Every Bleach Filler Episode You Can Skip, According To YouTube
"Bleach" was once part of what fandom called the Big 3 anime; for a brief and shining moment in the mid-aughts, "Bleach," "Naruto," and "One Piece" ruled both "Shonen Jump" in Japan and Hot Topics across America. "Bleach" followed the adventures of slightly psychic high school student Ichigo Kurosaki after he accidentally absorbed the powers of a Soul Reaper named Rukia. Ichigo then has to defend Rukia, Earth, and the spirit realm (also known as the Soul Society) from various threats and enemies.
"Bleach" started as a manga in "Shonen Jump," which was adapted into an anime. The "Bleach" anime ran from 2004 to 2012, ending on the adaptation of chapter 479 of the manga. The final arc of the manga has never been adapted but was set to arrive sometime in 2021. In the meantime, the original 366 episodes of the anime are available on Crunchyroll and Hulu.
But 366 episodes is a lot of content to ingest. What if you want to get completely up to speed for the upcoming series? "Bleach" was famous for its latter era of filler arcs — plotlines and episodes that had no connection to the original manga. Filler arcs can be fun on their own, but if you are looking for a direct translation of the manga, there are plenty of "Bleach" filler episodes to skip.
There were 164 filler episodes of Bleach
YouTuber Hensama broke down every arc of the "Bleach" anime, and which chapters of the manga they covered.
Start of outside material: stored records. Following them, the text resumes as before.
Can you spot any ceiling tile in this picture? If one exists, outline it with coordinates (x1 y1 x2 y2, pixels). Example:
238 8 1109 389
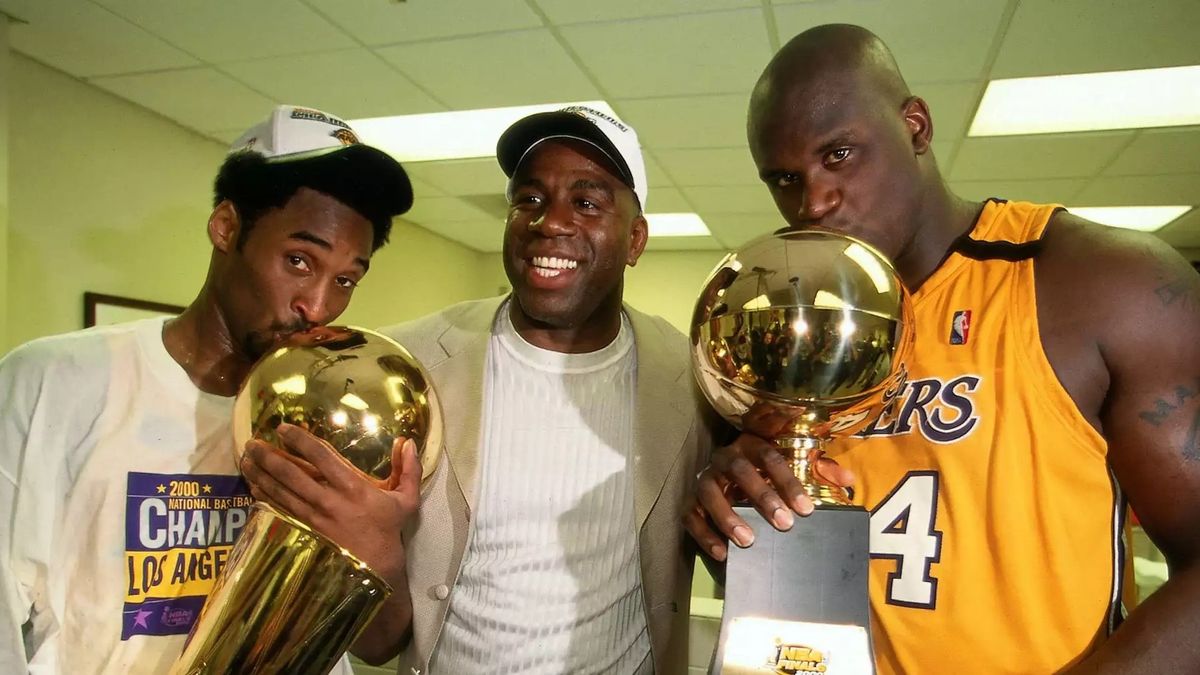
702 212 786 248
534 0 758 25
93 0 355 62
376 29 601 109
459 194 510 219
617 94 748 150
773 0 1009 83
90 67 277 133
305 0 541 46
654 147 759 187
948 179 1089 205
403 196 499 225
992 0 1200 78
684 186 777 214
949 131 1134 181
1103 128 1200 177
403 158 508 197
931 139 958 169
222 49 443 120
917 81 979 144
413 219 504 253
0 0 36 19
6 0 197 77
206 129 244 145
646 187 694 213
1154 208 1200 249
641 152 674 188
644 236 727 252
1073 174 1200 206
558 9 771 99
408 175 447 200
He found that 164 episodes of the show's 366 total were filler — completely divorced from the manga and its ongoing storyline.
If you only care about what happened in the manga, here are the episodes to skip: 33, 50, 64-109, 128-137, 147-149, 168-189, 204-205, 213-214, 228-229, 230-266, 287, 298-299, 303-305, 311-341, and 355.
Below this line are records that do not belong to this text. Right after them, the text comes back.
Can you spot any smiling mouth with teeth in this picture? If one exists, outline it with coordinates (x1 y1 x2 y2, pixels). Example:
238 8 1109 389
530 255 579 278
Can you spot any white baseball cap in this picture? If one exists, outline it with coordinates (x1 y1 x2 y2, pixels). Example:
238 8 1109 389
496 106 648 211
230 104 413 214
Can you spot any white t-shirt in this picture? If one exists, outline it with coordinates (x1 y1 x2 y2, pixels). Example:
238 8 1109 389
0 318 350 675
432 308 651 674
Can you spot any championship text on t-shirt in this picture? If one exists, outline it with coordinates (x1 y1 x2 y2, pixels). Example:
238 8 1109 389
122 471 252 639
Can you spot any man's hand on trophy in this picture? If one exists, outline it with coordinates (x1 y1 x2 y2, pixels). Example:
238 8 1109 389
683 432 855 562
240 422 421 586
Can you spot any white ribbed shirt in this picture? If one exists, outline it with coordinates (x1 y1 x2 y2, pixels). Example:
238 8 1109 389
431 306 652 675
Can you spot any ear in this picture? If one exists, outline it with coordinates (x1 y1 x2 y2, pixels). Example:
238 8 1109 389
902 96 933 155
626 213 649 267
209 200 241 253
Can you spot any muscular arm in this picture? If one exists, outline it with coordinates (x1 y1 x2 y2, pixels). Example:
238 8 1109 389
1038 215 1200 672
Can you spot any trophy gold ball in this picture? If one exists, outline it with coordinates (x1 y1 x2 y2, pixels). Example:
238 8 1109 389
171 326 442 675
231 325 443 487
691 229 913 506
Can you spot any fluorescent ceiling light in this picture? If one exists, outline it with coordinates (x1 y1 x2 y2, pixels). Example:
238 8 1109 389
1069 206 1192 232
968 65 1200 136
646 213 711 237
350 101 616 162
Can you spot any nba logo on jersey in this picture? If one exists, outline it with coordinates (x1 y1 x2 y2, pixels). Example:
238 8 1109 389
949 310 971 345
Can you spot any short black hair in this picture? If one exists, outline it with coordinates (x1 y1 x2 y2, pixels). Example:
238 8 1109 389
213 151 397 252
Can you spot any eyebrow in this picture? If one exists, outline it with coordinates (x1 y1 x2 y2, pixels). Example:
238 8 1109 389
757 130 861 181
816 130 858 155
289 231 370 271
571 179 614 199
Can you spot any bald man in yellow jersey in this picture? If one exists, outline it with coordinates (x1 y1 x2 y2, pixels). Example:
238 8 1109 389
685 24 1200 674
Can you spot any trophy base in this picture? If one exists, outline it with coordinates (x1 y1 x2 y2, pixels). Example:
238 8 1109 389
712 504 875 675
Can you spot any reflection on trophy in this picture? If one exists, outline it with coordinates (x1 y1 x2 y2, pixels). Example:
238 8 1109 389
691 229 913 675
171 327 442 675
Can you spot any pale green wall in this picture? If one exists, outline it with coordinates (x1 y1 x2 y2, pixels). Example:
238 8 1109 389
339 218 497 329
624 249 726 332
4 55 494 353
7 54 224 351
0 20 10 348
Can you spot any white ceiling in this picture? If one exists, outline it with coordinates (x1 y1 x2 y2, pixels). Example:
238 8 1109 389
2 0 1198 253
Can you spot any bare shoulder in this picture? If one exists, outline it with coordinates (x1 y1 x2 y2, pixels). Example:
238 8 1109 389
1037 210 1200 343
Some of these are one-off filler episodes, which, according to Hensama, "range from a recap, to a film festival, to a holiday special, to a side story about Ichigo and a magic lamp." Episode 228 is a beach episode, a classic episode type as identified by TV Tropes, and who could be mad about that? Some of these episodes, however, are entire filler arcs. The New Captain Shusuke Amagai arc has nothing to do with the manga and distracts from the ongoing Arrancar storyline. Right at the end of the Arrancar arc comes a spate of filler episodes dedicated to a possible conspiracy in the Soul Society.
"Bleach" ran into the problem of many anime that run while its parent manga is still in publication: the anime occasionally outpaced the manga. This happened with "Dragon Ball," "Sailor Moon," and although it definitely isn't an anime series, "Game of Thrones."